Девушка испугалась, взглянув дяде в лицо, но продолжала стоять на своем.
— Он не был моим любовником, — упрямо говорила она, — а его имя и цель приезда в Англию никого не касаются. Мне нечего сказать.
— Это мы еще посмотрим.
Волна гнева затопила его сознание. Не Изабелла стояла перед ним, а его сестра Кларисса, — торжествующая, с пылающими щеками, бросающая вызов брату, рядом с которым была всю свою жизнь, который любил ее с такой ревнивой страстью, что это нередко пугало ее. Кларисса ускользнула от него, сбежала с любовником французом, и он вырвал ее из своего сердца. Но дочь ее не должна ускользнуть. Хлыст для верховой езды лежал на кресле. Сэр Джошуа схватил его и больно сжал плечо девушки.

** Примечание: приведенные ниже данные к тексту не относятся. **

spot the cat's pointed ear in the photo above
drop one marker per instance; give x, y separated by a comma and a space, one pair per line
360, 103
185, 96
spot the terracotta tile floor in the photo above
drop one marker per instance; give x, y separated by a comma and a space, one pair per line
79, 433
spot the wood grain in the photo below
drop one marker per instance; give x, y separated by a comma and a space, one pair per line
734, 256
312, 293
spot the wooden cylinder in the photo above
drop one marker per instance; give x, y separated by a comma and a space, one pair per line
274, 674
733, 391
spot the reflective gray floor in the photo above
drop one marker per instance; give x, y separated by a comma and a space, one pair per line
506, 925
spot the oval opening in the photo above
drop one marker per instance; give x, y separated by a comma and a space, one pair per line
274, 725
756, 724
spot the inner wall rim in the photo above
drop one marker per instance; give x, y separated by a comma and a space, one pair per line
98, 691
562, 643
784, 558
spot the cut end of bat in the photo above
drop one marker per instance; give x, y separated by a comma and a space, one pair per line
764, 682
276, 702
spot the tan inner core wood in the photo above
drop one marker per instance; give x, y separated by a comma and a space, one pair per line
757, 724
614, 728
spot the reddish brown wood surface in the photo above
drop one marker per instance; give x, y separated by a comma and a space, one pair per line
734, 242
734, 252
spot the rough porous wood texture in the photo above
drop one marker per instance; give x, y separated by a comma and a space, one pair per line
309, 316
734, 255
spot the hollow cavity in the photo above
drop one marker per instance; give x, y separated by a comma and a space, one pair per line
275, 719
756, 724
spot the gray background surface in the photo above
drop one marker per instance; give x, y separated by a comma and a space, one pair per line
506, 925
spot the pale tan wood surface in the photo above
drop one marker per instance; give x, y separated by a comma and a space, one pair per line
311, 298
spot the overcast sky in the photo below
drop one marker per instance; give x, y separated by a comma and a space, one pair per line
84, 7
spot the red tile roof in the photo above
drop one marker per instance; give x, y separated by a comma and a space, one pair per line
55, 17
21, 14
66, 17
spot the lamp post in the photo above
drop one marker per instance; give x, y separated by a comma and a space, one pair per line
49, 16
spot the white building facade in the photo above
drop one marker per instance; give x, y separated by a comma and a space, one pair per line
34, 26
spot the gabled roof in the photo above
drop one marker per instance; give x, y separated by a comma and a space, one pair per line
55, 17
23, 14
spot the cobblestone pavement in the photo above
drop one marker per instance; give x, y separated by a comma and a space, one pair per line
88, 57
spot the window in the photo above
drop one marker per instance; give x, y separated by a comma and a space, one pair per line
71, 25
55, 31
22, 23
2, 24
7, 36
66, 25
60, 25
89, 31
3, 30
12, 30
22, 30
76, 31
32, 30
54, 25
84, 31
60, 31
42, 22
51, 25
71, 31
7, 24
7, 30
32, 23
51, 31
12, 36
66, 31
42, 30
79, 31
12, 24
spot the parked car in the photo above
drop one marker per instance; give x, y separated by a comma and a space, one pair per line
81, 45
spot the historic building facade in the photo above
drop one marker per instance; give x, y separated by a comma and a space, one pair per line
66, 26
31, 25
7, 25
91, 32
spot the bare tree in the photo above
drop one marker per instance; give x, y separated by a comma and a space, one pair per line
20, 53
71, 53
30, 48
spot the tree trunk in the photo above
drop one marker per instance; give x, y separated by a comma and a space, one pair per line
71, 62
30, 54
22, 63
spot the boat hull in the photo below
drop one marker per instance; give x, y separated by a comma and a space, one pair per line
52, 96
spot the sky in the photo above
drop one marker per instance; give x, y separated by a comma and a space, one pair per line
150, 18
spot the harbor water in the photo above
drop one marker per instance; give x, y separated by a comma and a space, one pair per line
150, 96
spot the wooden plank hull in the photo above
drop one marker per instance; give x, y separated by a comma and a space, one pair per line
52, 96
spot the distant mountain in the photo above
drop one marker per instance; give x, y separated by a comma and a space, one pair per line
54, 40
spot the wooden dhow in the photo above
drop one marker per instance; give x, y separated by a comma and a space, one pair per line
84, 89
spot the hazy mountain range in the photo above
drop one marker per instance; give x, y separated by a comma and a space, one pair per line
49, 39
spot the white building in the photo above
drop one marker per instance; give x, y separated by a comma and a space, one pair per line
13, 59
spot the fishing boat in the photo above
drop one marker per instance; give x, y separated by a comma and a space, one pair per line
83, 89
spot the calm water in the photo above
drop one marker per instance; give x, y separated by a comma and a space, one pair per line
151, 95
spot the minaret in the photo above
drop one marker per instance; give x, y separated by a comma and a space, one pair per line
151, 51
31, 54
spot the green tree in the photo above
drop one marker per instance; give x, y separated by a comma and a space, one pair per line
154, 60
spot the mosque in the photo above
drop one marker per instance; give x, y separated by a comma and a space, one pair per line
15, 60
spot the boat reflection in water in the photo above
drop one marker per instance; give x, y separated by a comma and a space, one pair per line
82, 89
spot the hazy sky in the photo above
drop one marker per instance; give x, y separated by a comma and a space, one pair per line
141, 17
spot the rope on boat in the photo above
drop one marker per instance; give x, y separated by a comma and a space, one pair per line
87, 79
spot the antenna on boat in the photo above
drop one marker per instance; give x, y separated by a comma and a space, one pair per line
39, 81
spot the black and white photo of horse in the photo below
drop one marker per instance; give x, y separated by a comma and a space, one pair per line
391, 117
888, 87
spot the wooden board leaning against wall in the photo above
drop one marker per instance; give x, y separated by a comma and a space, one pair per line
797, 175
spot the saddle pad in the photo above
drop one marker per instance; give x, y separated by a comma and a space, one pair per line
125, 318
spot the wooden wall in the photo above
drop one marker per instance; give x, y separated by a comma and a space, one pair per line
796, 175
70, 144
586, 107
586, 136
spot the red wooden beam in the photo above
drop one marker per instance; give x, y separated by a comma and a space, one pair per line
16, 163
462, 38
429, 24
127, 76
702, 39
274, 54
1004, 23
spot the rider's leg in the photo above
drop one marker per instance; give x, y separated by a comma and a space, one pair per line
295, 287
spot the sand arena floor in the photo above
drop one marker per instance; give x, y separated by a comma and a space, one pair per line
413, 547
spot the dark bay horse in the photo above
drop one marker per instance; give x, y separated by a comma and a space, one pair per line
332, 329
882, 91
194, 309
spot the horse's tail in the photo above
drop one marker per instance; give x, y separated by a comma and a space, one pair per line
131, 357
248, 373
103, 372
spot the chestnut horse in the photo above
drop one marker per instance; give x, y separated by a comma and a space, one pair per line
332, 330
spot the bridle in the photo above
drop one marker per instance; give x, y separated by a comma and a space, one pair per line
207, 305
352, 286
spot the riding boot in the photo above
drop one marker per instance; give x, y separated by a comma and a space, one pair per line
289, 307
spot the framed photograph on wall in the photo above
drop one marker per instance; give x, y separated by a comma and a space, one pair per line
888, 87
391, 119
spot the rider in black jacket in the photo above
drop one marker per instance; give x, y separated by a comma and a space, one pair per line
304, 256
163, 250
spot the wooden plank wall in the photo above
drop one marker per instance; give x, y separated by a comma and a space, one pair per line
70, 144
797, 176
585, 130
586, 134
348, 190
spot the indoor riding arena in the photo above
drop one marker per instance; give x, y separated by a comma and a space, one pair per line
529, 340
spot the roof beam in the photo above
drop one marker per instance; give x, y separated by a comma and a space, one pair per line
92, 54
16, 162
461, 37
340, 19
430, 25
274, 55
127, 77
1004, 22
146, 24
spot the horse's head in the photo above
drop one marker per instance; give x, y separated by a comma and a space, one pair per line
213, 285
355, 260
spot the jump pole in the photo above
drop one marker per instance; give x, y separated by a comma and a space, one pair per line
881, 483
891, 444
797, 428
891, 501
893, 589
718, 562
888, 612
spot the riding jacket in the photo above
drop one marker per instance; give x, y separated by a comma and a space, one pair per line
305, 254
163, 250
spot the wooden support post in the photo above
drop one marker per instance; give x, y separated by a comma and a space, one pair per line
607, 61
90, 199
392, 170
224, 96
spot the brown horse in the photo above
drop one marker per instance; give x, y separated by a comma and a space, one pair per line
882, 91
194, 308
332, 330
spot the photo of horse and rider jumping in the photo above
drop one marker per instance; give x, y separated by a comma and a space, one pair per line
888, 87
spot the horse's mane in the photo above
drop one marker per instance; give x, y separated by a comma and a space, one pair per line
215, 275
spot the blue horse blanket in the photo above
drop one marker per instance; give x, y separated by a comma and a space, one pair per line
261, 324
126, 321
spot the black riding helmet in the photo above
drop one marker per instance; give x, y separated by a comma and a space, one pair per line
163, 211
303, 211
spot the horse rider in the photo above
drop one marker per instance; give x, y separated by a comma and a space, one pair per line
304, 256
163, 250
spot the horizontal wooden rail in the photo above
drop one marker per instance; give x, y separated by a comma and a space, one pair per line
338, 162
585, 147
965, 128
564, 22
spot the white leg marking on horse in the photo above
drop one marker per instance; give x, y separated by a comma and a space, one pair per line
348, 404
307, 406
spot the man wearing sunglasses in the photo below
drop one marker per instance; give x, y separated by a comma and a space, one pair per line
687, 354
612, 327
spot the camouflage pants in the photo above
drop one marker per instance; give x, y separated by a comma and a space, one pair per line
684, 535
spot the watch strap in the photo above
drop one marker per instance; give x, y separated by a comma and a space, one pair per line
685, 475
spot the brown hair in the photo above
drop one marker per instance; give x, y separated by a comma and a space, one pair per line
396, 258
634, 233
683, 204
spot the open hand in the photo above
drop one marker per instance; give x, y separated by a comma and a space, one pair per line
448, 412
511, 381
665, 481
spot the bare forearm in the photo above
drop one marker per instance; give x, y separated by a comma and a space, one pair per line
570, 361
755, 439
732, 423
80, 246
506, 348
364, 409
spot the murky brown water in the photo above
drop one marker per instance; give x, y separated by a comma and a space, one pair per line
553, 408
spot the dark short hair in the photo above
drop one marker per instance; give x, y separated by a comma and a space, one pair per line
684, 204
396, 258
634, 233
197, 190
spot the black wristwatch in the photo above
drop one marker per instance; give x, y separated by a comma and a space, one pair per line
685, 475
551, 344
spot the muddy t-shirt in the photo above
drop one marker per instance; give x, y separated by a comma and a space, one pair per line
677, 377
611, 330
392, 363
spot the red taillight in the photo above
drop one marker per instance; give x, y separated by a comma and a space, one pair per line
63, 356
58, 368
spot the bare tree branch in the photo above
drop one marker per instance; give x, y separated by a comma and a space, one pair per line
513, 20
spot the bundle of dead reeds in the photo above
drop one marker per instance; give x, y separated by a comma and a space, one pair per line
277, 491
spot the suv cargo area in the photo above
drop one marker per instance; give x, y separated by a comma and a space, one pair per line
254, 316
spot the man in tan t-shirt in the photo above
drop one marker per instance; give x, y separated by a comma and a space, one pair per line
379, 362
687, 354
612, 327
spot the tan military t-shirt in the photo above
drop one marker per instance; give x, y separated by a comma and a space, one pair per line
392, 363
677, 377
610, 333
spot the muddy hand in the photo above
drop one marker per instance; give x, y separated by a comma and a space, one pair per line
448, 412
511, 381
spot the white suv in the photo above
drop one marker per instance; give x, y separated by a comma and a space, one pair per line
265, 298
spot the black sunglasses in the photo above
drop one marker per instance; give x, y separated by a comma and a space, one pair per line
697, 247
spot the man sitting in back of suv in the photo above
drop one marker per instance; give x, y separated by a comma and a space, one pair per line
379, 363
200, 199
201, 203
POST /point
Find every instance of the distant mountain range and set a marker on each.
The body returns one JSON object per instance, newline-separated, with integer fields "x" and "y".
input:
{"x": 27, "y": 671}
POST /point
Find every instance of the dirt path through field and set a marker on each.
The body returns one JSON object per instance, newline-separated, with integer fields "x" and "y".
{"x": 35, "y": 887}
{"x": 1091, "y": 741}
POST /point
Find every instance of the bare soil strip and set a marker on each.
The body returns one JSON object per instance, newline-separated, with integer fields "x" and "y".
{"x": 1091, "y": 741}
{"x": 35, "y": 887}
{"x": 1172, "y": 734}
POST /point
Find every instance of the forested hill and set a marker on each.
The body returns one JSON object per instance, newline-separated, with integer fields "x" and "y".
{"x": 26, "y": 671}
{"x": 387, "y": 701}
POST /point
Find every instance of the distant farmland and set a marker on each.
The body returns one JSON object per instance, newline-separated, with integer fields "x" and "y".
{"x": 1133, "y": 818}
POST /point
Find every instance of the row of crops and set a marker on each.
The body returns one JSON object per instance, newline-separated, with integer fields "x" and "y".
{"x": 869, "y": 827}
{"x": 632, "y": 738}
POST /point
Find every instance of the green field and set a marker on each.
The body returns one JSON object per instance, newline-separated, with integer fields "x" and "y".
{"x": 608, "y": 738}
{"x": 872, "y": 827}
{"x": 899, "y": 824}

— Как его зовут? Скажи мне его имя. Рассказывай, чем вы занимались?
— Я вам сказала: ничего не было, ничего.
— Проклятье! Бессовестная лгунья! Ревность и ярость замутили его разум. Он швырнул девушку на угол стола. Сильной рукой разорвал платье и тонкую нижнюю рубашку. Обрушившийся хлыст вгрызся в обнаженную плоть.
Изабелла вздрогнула, до крови закусила губу, но не проронила ни слова.
Ее вызывающее поведение пробудило в сэре Джошуа всепоглощающую бешеную ярость. Он снова и снова опускал хлыст, но она так и не закричала, не запросила пощады. Он находился в плену нахлынувших чувств до тех пор, пока на одном из красных шрамов не показалась тонкая струйка крови. Тогда только сэр Джошуа, казалось, осознал, что он делает. И резко остановился, ужаснувшись содеянному. Он вдруг отшвырнул от себя хлыст и повернулся к ней спиной.